Agent Orchestration Guide

This guide covers the agent orchestration system in the Firefly Catcher Framework, which enables the creation and management of distributed AI agents.

Overview

The FFC Agent Orchestration system provides: - Distributed agent deployment and management using Kubernetes - Parent-child agent relationships with inheritance - Resource management and monitoring - Permission inheritance and enforcement - Inter-agent communication and coordination

Architecture

The orchestration system consists of two main components:

%%{init: {'theme': 'default'}}%%
graph TB
    subgraph "Orchestrator Layer"
        O[AgentOrchestrator] --> |deploy| K8s[(Kubernetes)]
        O --> |manage| AM[Agent Metadata]
        O --> |execute| CMD[Commands]
        O --> |monitor| Status[Agent Status]
    end

    subgraph "Agent Layer"
        AR[AgentRunner] --> |runs| E[Engine]
        E --> |executes| T[Tools]
        E --> |processes| Tasks[Tasks]
        AR --> |reports| Status
    end

    subgraph "Infrastructure"
        K8s --> |creates| P[Pod]
        P --> |runs| AR
    end

    Client[Client] --> |1. deploy| O
    Client --> |2. interact| O
    O --> |3. manage lifecycle| AR

Components

Agent Runner

The AgentRunner is responsible for executing individual agents:

from ffc.agent import AgentRunner
from pathlib import Path

# Create runner from specification file
runner = await AgentRunner.from_file(Path("agent_spec.json"))

# Start the agent
await runner.start()

# Execute commands
result = await runner.execute_command("analyze_data")

# Stop the agent
await runner.stop()

Agent Orchestrator

The AgentOrchestrator manages the lifecycle of distributed agents:

from ffc.core.orchestrator import AgentOrchestrator

# Initialize orchestrator
orchestrator = AgentOrchestrator(
    namespace="ffc-agents",
    agent_image="ffc-agent-runtime:latest"
)

# Deploy a new agent
agent_id = await orchestrator.deploy_agent(spec)

# Get agent status
status = await orchestrator.get_agent_status(agent_id)
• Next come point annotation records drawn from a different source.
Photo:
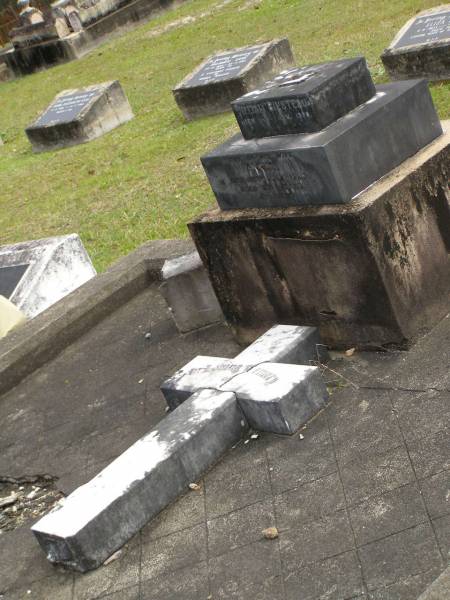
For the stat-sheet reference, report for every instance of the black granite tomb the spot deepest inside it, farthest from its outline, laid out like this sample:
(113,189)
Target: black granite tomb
(78,116)
(222,78)
(422,47)
(305,99)
(330,166)
(10,278)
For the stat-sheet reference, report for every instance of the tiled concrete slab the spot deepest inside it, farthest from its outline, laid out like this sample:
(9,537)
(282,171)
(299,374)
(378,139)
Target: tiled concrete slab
(297,480)
(399,556)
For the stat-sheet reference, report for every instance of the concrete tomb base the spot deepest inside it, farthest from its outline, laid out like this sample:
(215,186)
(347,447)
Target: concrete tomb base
(34,275)
(189,294)
(79,116)
(99,517)
(225,76)
(372,272)
(422,47)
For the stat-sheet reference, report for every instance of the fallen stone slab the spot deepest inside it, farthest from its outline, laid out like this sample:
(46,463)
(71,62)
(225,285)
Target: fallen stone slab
(80,115)
(189,293)
(288,344)
(36,274)
(279,398)
(101,516)
(201,372)
(422,47)
(225,76)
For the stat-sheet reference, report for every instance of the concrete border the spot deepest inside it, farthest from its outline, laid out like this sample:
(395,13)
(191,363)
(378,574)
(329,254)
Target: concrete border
(37,342)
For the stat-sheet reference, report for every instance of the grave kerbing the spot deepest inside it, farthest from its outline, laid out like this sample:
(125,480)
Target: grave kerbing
(80,115)
(226,75)
(422,47)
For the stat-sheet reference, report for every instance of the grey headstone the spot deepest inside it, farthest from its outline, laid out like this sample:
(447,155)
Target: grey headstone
(279,398)
(201,372)
(79,116)
(189,294)
(36,274)
(330,166)
(422,47)
(99,517)
(304,99)
(288,344)
(222,78)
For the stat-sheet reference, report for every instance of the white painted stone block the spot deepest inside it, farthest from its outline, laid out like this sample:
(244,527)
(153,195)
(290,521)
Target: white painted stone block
(201,372)
(189,293)
(10,316)
(289,344)
(36,274)
(279,398)
(99,517)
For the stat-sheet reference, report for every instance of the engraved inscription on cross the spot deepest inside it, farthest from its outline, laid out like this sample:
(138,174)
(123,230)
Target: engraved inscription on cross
(275,385)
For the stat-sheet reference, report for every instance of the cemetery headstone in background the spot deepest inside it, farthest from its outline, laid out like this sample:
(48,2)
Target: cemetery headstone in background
(316,226)
(422,47)
(36,274)
(222,78)
(78,116)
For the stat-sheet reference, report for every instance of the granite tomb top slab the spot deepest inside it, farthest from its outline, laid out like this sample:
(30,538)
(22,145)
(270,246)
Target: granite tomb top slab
(304,99)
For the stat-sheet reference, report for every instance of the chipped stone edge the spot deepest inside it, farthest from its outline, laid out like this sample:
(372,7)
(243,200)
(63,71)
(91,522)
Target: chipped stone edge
(41,339)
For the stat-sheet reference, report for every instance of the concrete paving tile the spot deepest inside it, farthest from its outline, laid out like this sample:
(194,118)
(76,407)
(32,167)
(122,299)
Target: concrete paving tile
(410,587)
(421,414)
(362,420)
(309,502)
(131,593)
(186,584)
(373,473)
(294,461)
(389,513)
(58,586)
(248,573)
(431,454)
(175,551)
(22,560)
(331,579)
(399,556)
(120,574)
(315,541)
(186,511)
(370,369)
(442,529)
(240,527)
(239,479)
(107,445)
(436,493)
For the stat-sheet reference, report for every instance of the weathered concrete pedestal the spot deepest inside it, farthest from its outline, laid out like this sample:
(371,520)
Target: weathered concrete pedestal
(375,271)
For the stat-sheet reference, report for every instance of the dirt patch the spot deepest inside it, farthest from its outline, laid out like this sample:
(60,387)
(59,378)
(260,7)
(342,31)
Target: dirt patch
(25,499)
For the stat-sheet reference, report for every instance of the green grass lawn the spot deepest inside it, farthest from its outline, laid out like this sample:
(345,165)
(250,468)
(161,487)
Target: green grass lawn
(144,180)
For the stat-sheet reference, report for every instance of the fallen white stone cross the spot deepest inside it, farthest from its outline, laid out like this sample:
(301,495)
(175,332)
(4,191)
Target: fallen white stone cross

# Execute command on agent
result = await orchestrator.execute_command(agent_id, "analyze_data")

# Terminate agent
await orchestrator.terminate_agent(agent_id)

Agent Lifecycle

States

PENDING: Agent is being initialized
RUNNING: Agent is actively executing
FAILED: Agent encountered an error
TERMINATED: Agent has been stopped
PAUSED: Agent execution is paused

Lifecycle Management

# Pause agent
await orchestrator.pause_agent(agent_id)

# Resume agent
await orchestrator.resume_agent(agent_id)

# Scale agent resources
await orchestrator.scale_agent(agent_id, new_resources)

# Get agent tree
tree = await orchestrator.get_agent_tree(agent_id)

Parent-Child Relationships

Creating Child Agents

# Parent agent creates child
child_spec = {
    "name": "data-processor",
    "tools": ["process_data", "store_results"],
    "permissions": inherited_permissions
}

child_id = await runner.execute_command("create_agent", spec=child_spec)

Managing Relationships

# Get child agents
children = await orchestrator.get_children(agent_id)

# Get parent agent
parent = await orchestrator.get_parent(agent_id)

# Terminate all children
await orchestrator.terminate_children(agent_id)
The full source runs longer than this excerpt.